PLTN pertama di Indonesia ini rencananya akan mulai dibangun pada 2030 di Kepulauan Gelasa Kepulauan Bangka Belitung, pembangkit tersebut dikembangkan oleh PT ThorCon Power Indonesia dan pemotongan steel pertama ditargetkan terlaksana pada November 2024 mendatang. Bob S Effendi mengatakan Proyek tersebut akan menelan investasi sebesar 14 triliun rupiah, dimana nilai investasi ini turun dari rencana semula 18,8 triliun rupiah. 

Jadi, menurut Sobat EBT Heroes apakah Indonesia sudah siap memiliki PLTN sendiri? Sudah siap, jika kajian dan evaluasi pembangunan juga sudah matang ya, termasuk penyimpanan limbah radioaktif PLTN yang dapat berakibat buruk jika tidak ditangani dengan baik. PLTN punya dampak positif dan negatifnya masing-masing, maka pemerintah harus lebih siaga dalam mengurangi potensi terkait dampak negatif yang mungkin akan muncul. 

Nah, karena Sobat EBT Heroes sudah Makin Tahu Indonesia dan kesiapan pembangunan Pembangkit Listrik Tenaga Nuklir pada 2030 mendatang, yuk sama-sama kita kawal proses pembangunannya dan berikan saran yang membangun bagi pemerintah.
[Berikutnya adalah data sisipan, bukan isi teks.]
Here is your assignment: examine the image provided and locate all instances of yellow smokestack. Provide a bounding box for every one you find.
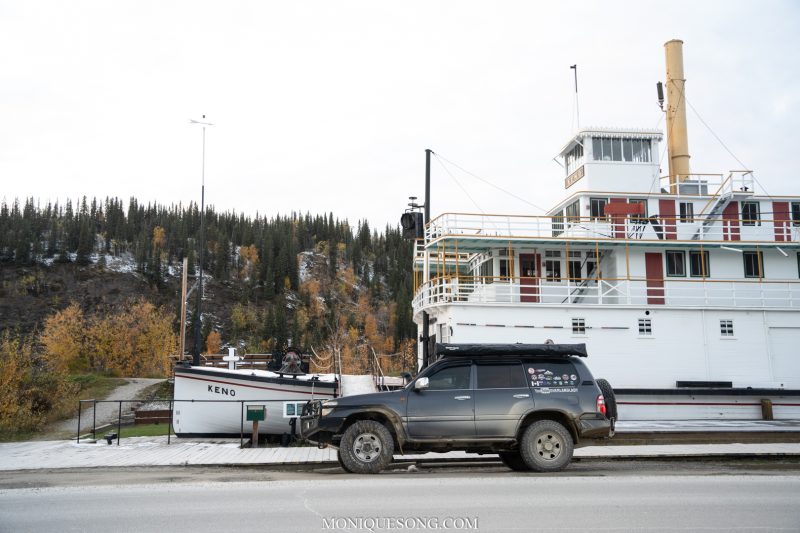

Semoga proses pembangunannya lancar, dan Indonesia bisa segera merasakan manfaat dibangunnya Pembangkit Listrik Tenaga Nuklir pertama ini ya Sobat!

Editor: Savira Oktavia

Referensi

[1] Petaka 11 Maret 2011, Tsunami dan Gempa Bumi Terbesar Picu Bencana Nuklir Fukushima

[2] 10 Fakta Tragedi Nuklir Fukushima, Salah Satunya Akibat Kesalahan Manusia

[3] Survey: 75 Persen Warga Dukung Pembangkit Nuklir

[4] PLTN Berkontribusi dalam Mencapai NZE

[5] Punya Potensi Emas di Bidang Nuklir, Kenapa Indonesia Belum Memiliki PLTN?

Leave a Reply

Your email address will not be published. Required fields are marked *

6 Comment

  1. 나는 잠시 시간을 내어 당신이 하고 있는 놀라운 일에 대해 감사의 말씀을 전하고 싶습니다. 귀하의 플랫폼은 저에게 귀중한 리소스가 되었으며 저는 다루는 주제의 범위에 계속해서 놀랐습니다. 지식 추구에 있어 빛나는 모범이 되어주셔서 감사합니다!

  2. Hello, i believe that i saw you visited my website thus i got here to go back the choose?.I
    am attempting to in finding things to enhance my website!I guess its ok to use some of your ideas!!